En 2025, les marchés ont compris que si les hostilités géopolitiques font la une des journaux, ce sont en fin de compte d’autres facteurs qui sont à l’œuvre pour faire évoluer les cours sur les marchés des capitaux. En effet, les décideurs politiques alimentent actuellement en grande partie la stabilité économique à l’aide de mesures monétaires et fiscales. En réalité, nous n’avons jamais connu, en dehors d’une récession, des déficits budgétaires ou des baisses de taux d’une telle ampleur.
La politique économique axée sur la stabilité des dernières décennies a donc été largement abandonnée. Jusqu’à présent, l’économie était principalement soutenue par l’Etat lors de phases de ralentissement économique, par exemple lorsque le chômage augmentait. Dès que la reprise économique s’amorçait, les budgets publics étaient à nouveau consolidés. Avec la première présidence de Trump et l’expérience de la pandémie, cela a changé de manière durable. On peut très bien l’observer dans le rapport entre le déficit budgétaire et le chômage aux Etats-Unis: depuis un certain temps, le déficit continue de croître – malgré un marché du travail stable et une économie florissante. En Allemagne, nous observons une tendance similaire depuis quatre ans.
Les citoyens américains ressentiront les avantages personnels des incitations budgétaires l’année prochaine, lorsque la «One Big Beautiful Bill» entraînera d’importants allégements d’impôts. Ce coup de pouce au revenu net devrait soutenir la demande des consommateurs, qui est déjà soutenue par les effets de richesse liés à la hausse à deux chiffres des prix des actions et de l’immobilier. Un allègement se profile également du côté des taux d’intérêt. Sous une forte pression politique, la Réserve fédérale américaine (Fed) est en train de ramener les taux directeurs à un niveau «neutre», soit environ 3%.

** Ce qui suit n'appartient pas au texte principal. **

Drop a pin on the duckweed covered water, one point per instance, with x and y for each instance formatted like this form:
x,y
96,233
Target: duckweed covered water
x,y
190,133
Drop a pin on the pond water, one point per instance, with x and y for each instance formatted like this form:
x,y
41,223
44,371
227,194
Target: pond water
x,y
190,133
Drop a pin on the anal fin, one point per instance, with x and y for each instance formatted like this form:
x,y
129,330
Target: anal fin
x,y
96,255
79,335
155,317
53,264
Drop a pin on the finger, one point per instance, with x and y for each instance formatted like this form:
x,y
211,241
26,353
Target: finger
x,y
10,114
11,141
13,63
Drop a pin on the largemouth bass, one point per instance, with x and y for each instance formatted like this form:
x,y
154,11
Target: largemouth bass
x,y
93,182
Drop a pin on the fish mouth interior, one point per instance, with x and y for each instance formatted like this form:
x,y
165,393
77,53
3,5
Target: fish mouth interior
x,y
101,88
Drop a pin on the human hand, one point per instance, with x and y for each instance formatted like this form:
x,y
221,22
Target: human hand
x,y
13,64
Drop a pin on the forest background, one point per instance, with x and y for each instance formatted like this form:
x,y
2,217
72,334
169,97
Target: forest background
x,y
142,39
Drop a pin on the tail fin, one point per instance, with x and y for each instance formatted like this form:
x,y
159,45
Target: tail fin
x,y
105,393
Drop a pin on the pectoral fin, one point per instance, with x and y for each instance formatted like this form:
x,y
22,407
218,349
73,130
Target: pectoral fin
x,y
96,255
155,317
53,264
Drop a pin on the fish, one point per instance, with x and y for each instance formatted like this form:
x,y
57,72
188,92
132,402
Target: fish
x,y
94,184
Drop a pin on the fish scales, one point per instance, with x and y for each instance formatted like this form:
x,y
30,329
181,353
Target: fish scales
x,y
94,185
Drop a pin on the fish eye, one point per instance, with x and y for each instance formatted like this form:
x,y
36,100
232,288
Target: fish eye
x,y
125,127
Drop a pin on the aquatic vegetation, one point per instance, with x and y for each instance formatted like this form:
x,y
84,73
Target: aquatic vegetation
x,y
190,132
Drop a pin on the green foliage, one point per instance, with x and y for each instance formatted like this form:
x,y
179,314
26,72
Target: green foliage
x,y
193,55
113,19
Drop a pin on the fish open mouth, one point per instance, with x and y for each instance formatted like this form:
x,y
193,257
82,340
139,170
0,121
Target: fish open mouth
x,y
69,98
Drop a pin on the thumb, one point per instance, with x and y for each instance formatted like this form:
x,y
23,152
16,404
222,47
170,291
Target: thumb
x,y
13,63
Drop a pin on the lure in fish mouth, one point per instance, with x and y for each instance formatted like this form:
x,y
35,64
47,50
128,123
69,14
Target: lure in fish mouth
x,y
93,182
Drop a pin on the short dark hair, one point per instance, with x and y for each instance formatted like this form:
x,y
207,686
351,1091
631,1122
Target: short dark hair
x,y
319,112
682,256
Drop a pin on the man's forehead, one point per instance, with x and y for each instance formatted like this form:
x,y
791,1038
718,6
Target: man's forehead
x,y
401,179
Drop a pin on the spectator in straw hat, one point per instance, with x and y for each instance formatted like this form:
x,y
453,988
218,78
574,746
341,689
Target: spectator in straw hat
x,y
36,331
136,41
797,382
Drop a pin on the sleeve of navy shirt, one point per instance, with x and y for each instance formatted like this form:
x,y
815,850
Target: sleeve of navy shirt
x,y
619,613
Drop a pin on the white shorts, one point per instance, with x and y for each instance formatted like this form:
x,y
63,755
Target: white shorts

En Europe continentale, la croissance économique devrait également s’accélérer légèrement en 2026. Les programmes de politique budgétaire ambitieux dans les domaines des infrastructures et de la défense, annoncés en 2025 en Allemagne, auront un effet positif sur la demande. Le reste de l’Europe prévoit également d’augmenter ses dépenses de défense d’ici 2035. Les stimuli budgétaires expliquent aussi pourquoi l’Europe du Sud, qui a reçu la majeure partie du fonds de relance de l’UE, a obtenu d’aussi bons résultats ces dernières années.
L’Asie fournit également des mesures de relance monétaire et budgétaire. La nouvelle Première ministre du Japon est fermement convaincue de la nécessité de maintenir une politique monétaire et budgétaire accommodante. Le moteur économique mondial reçoit ainsi de plus en plus de carburant, ce qui devrait permettre à la croissance économique de retrouver de l’élan au cours de l’année 2026. En ce qui concerne le marché des actions, il s’agit là de conditions globalement favorables.
Cependant, cette politique conjoncturelle sans précédent en dehors d’une crise n’est pas sans risques. Comme pour une locomotive à vapeur, un excès de carburant peut conduire à deux catastrophes: soit il y a surchauffe et la chaudière explose, soit la vitesse devient trop élevée et le train déraille. L’histoire offre ici de nombreux exemples. Dans les années 1970 et au début des années 2020, de fortes incitations gouvernementales ont entraîné une surchauffe de l’économie et une hausse des prix à la consommation. Dans les années 1920 et 1990, nous avons assisté à une accélération de la hausse des prix des actifs et, finalement, à la formation de bulles spéculatives.
Pour les investisseurs, la question pour l’année à venir est donc de savoir s’il vaut encore la peine de se lancer dans la course boursière, malgré les risques d’inflation et la valorisation élevée des actifs. La perspective d’une conjoncture stable et de bénéfices solides pour les entreprises grâce à un afflux massif des politiques monétaire et budgétaire, justifie toujours au moins une pondération neutre des risques liés aux actions. Mais la diversification et la gestion des risques du portefeuille d’investissement gagnent en importance. En effet, il est difficile d’identifier le moment précis où l’enthousiasme rationnel se transforme en exubérance irrationnelle. Il est encore plus difficile de déterminer le moment où l’on passe de l’euphorie au désespoir.